2025.10.29
住宅セーフティネット制度の見直し(弁護士 今井 慶貴)
※この記事は、株式会社東京商工リサーチ発行の情報誌「TSR情報」で、当事務所の理事長・企業法務チームの責任者 弁護士今井慶貴が2017年4月より月に一度連載しているコラム「弁護士今井慶貴のズバッと法談」を引用したものです。
第102回のテーマ

この“ズバッと法談”は、弁護士今井慶貴の独断に基づきズバッと法律関連の話をするコラムです。
気楽に楽しんでいただければ幸いです。
今回のテーマは、「住宅セーフティネット制度の見直し」です。
その1.住宅セーフティネット法の改正
この10月から、住宅セーフティネット法(住宅確保要配慮者に対する賃貸住宅の供給の促進に関する法律)の改正法が施行されました。

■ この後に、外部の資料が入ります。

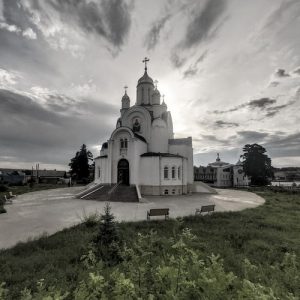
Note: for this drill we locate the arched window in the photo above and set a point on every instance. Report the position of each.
(123, 143)
(166, 172)
(173, 172)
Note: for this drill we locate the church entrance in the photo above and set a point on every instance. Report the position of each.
(123, 171)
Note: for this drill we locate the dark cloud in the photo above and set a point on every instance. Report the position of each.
(15, 14)
(224, 124)
(110, 19)
(283, 145)
(262, 103)
(176, 60)
(274, 83)
(281, 73)
(202, 23)
(274, 110)
(297, 71)
(280, 12)
(51, 130)
(193, 69)
(250, 136)
(153, 35)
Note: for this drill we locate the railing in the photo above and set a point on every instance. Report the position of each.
(138, 192)
(123, 151)
(93, 191)
(114, 188)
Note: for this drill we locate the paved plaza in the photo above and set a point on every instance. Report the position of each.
(49, 211)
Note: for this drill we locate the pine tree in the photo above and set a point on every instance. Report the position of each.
(108, 240)
(80, 168)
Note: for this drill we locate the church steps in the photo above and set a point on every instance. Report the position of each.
(124, 193)
(116, 193)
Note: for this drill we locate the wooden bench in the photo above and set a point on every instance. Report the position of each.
(7, 200)
(11, 195)
(205, 209)
(158, 212)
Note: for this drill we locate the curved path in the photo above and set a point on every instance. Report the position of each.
(49, 211)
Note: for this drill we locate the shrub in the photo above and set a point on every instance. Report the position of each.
(2, 209)
(3, 188)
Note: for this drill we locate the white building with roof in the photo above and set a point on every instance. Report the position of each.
(142, 150)
(222, 174)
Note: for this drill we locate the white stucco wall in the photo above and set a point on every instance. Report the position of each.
(159, 136)
(187, 152)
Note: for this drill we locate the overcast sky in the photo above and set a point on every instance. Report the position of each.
(229, 69)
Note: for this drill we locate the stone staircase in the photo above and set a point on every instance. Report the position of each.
(124, 193)
(100, 194)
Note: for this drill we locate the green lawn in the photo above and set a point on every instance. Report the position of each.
(18, 190)
(263, 235)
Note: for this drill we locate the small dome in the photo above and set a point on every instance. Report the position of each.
(156, 97)
(156, 92)
(145, 79)
(125, 97)
(104, 146)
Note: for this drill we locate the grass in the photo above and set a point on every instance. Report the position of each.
(263, 235)
(18, 190)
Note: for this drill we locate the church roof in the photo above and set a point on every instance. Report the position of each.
(147, 154)
(145, 79)
(182, 141)
(125, 97)
(140, 137)
(218, 162)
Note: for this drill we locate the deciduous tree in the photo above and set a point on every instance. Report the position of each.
(257, 165)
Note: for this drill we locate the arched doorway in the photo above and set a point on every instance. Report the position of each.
(123, 171)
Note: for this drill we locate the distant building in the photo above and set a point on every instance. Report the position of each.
(49, 176)
(12, 177)
(222, 174)
(239, 176)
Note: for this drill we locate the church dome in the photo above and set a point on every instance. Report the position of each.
(125, 101)
(156, 97)
(145, 79)
(125, 97)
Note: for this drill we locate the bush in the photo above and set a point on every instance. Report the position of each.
(3, 188)
(2, 209)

単身世帯の増加、持家率の低下等により、要配慮者の賃貸住宅への円滑な入居に対するニーズが高まることが想定されています。
しかし、孤独死や死亡後の残置物処理等の入居後の課題への不安から、単身高齢者など要配慮者に対する大家の拒否感が大きいことが課題となっていました。

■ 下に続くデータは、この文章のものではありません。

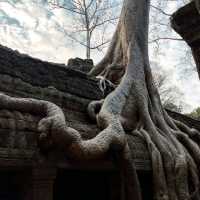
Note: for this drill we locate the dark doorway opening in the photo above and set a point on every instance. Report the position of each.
(79, 185)
(9, 188)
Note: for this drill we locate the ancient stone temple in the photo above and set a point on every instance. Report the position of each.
(29, 173)
(186, 22)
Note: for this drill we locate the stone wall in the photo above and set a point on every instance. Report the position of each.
(186, 22)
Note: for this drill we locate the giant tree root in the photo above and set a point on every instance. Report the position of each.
(134, 106)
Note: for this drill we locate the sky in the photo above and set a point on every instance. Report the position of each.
(34, 28)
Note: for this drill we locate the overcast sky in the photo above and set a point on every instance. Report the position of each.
(34, 28)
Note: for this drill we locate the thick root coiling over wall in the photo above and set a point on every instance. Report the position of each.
(134, 106)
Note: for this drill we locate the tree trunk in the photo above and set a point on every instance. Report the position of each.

そこで、大家と要配慮者のいずれもが安心して利用できる市場環境の整備などを目指して、今回の法改正がなされました。ポイントは4つです。
第1に、“賃貸借契約が相続されない”仕組みとして、“終身建物賃貸借”(賃借人の死亡時まで更新がなく、死亡時に終了する賃貸借)について、住宅ごとの認可から事業者の認可へと手続が簡素化されました。
第2に、“残置物処理に困らない”仕組みとして、居住支援法人の業務に、入居者からの委託に基づく死亡時の残置物処理を追加しました。
その2.法改正のポイント(続き)
第3に、家賃債務保証業者の認定制度の創設です。要配慮者が利用しやすい家賃債務保証業者(認定保証業者)を国土交通大臣が認定する仕組みができました。
(独)住宅金融支援機構の家賃債務保証保険による要配慮者への保証リスクの低減も図られます。
第4に、居住サポート住宅(居住安定援助賃貸住宅)の認定制度の創設です。
市区町村長(福祉事務所設置)等が認定し、居住支援法人等が、要配慮者のニーズに応じて、安否確認、見守り、適切な福祉サービスへのつなぎを行う住宅の供給を促進します。
生活保護受給者が入居する場合、住宅扶助費(家賃)について代理納付を原則とすることや、入居する要配慮者は認定保証業者が家賃債務保証を原則引受けるものとすることで賃料支払いの不安が軽減します。
その他、市区町村による居住支援協議会設置を努力義務化し、住まいに関する相談窓口から入居前・入居中・退居時の支援まで、住宅と福祉の関係者が連携した地域における総合的・包括的な居住支援体制の整備を推進することになりました。
最後に一言。
最後に一言。
私も不動産管理会社などから独居の高齢者等が亡くなられた後の対処についての相談を受けますが、実際問題として大家側の負担は相当なものがあります。
今回の法改正が、要配慮者への賃貸物件の供給にプラスに働くことを期待したいと思います。